INTERVIEW : HELENE GUENIN, DIRECTRICE DU MAMAC, NICE

DOSSIER. « AU SUD, LA CRISE » : ITW d’Hélène Guenin, Directrice du MAMAC, Musée d’Art Moderne et d’Art Contemporain de Nice.

Inferno : Durant cette crise un des enjeux majeurs pour les musées a été de tisser un lien différent avec leur public, quelle a été la stratégie du MAMAC pour garder ce lien, voire attirer un public plus large ?

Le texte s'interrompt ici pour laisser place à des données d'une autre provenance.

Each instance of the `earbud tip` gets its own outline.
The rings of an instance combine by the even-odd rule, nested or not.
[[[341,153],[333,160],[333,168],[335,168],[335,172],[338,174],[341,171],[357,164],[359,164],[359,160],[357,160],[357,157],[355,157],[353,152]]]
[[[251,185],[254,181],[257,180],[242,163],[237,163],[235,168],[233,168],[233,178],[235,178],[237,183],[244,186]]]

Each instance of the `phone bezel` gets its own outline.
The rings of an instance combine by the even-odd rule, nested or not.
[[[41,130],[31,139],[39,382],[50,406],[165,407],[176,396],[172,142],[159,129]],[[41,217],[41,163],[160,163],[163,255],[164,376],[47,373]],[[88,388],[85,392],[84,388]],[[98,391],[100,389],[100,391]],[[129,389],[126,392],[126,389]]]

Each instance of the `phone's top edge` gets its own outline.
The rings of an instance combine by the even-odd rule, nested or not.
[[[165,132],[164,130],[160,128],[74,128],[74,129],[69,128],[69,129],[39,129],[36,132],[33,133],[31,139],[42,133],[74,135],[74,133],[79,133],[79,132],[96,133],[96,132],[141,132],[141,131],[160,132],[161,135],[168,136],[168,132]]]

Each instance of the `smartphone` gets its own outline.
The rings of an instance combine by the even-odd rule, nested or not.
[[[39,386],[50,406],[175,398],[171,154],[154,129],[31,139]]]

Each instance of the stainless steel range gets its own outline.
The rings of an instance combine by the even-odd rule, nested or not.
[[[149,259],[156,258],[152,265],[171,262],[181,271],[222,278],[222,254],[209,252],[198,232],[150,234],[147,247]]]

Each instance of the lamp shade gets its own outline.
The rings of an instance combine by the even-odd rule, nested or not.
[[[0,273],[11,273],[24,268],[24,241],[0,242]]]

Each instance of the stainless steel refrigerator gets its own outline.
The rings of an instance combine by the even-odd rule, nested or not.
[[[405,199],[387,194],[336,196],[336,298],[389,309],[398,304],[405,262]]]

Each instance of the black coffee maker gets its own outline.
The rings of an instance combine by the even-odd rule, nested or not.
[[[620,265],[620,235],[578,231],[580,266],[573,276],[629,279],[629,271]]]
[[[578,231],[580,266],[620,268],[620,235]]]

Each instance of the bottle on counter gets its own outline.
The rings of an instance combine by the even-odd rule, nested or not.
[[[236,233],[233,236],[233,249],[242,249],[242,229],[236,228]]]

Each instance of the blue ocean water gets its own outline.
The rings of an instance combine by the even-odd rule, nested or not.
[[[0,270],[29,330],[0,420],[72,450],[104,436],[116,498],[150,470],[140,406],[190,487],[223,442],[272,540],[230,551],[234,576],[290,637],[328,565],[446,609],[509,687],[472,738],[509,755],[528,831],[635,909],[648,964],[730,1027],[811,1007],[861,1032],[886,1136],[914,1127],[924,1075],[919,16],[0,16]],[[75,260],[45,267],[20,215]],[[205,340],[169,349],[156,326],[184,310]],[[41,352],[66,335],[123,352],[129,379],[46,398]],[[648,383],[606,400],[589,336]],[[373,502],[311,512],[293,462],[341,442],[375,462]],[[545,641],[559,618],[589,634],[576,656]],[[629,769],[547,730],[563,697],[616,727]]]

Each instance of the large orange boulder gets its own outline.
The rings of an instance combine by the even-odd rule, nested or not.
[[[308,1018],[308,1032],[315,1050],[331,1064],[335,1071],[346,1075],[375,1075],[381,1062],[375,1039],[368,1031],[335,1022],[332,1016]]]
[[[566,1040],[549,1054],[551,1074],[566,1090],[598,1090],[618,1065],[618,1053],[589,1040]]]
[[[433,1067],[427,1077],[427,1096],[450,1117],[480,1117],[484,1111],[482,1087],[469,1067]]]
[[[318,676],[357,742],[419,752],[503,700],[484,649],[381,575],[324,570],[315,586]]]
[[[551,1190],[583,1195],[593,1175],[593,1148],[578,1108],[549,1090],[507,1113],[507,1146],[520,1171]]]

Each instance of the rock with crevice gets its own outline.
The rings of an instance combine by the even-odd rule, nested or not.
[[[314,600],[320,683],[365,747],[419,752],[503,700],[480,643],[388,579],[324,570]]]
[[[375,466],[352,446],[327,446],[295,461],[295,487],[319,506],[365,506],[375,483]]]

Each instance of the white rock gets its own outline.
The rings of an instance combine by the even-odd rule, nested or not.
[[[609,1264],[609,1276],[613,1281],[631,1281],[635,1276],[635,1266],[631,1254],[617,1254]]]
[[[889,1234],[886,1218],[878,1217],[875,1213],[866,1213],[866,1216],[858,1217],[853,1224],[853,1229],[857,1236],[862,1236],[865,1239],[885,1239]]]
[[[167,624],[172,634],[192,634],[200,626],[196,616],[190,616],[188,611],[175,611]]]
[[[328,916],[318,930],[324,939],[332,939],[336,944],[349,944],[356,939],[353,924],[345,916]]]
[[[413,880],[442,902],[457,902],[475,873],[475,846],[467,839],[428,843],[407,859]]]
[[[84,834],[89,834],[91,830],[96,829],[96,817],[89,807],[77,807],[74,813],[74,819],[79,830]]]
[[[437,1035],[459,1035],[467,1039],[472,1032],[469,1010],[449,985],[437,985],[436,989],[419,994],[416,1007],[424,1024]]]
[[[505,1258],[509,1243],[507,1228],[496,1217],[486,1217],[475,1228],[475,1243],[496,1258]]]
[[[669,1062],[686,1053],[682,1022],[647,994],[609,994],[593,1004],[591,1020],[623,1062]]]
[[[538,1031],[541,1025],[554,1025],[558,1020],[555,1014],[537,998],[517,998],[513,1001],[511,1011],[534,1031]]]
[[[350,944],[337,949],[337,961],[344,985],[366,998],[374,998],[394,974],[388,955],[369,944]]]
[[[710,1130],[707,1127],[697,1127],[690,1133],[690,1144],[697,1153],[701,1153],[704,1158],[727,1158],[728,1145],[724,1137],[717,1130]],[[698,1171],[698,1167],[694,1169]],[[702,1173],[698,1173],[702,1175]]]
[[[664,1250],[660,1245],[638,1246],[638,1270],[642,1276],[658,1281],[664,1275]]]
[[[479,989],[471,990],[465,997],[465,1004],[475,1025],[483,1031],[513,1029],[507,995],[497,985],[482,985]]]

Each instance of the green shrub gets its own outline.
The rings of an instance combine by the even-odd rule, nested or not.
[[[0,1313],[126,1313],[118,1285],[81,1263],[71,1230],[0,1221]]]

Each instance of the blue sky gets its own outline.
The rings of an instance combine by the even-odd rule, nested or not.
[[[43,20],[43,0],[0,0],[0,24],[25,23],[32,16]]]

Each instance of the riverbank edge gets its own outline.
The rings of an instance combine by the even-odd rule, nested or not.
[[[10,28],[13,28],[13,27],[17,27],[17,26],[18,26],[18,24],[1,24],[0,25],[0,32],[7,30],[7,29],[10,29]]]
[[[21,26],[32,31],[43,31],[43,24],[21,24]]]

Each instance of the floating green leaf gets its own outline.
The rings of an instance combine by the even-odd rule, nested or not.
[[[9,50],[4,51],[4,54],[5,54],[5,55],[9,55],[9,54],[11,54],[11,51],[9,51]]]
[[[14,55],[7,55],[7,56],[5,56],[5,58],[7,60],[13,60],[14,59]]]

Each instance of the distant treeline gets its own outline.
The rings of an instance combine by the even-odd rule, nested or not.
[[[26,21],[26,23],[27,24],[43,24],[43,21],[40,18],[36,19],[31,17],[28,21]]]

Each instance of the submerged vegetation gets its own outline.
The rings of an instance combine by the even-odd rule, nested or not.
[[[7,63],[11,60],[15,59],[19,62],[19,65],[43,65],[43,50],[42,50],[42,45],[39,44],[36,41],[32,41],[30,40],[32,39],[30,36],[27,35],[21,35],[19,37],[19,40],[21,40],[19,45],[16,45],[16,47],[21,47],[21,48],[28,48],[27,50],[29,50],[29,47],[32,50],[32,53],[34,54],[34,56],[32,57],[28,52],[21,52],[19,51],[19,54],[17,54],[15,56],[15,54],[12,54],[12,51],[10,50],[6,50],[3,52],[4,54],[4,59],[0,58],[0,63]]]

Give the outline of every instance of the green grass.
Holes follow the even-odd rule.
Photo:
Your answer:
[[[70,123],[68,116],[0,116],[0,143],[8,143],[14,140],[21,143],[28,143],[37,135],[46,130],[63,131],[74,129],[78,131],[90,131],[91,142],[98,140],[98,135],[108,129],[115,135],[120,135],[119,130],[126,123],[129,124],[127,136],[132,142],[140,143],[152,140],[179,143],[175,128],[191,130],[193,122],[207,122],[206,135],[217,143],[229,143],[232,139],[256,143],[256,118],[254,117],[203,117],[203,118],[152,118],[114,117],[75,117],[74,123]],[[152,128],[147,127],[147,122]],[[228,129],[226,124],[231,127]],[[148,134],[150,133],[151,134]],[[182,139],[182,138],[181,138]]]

Hélène Guenin : Depuis mon arrivée au MAMAC en 2016, je m’attache à réancrer le musée dans son territoire, à en faire un espace de partage, ouvert aux regards d’artistes de toutes disciplines et aux récits de publics dits non « sachants ». Cette démarche, fondée sur la rencontre et les expériences collectives in situ, a été stoppée net par le COVID. Avec les équipes nous avons travaillé à d’autres formes de liens, notamment via notre site internet qui a été régulièrement enrichi de nouveaux contenus : visites filmées des expositions ; mise en ligne de captations filmées d’interventions performatives dans le musée ; jeux, quizz, activités autour des collections à réaliser en famille ; tutos accessibles à tou.te.s, pour des ateliers avec les enfants. L’équipe – notamment de médiation – s’est mobilisée autour de cela. Sur le compte Instagram du MAMAC nous partagions également chaque semaine des anecdotes sur les œuvres phare du musée, les expositions confinées, etc. Cela ne remplace pas l’expérience d’une œuvre, mais cela a permis un partage autour de ce qui est un bien commun : une collection publique ; et ce qui est une ouverture essentielle à d’autres regards sur le monde : des démarches d’artistes.

Quel impact aura cette crise pour la tenue d’expositions temporaires avec des œuvres venant du monde entier ?

L’impact est aujourd’hui pratique et financier : la faisabilité des transports internationaux, l’augmentation des coûts, la complexité des déplacements humains des convoyeurs – voire l’impossibilité de circulation entre certains pays. Ce sont autant de freins ou difficultés à surmonter. Il me semble que l’impact doit aussi être écologique. Cet enjeu a pris une place prépondérante ces dernières années et la crise sanitaire a eu un effet de loupe sur des pratiques qui doivent être interrogées.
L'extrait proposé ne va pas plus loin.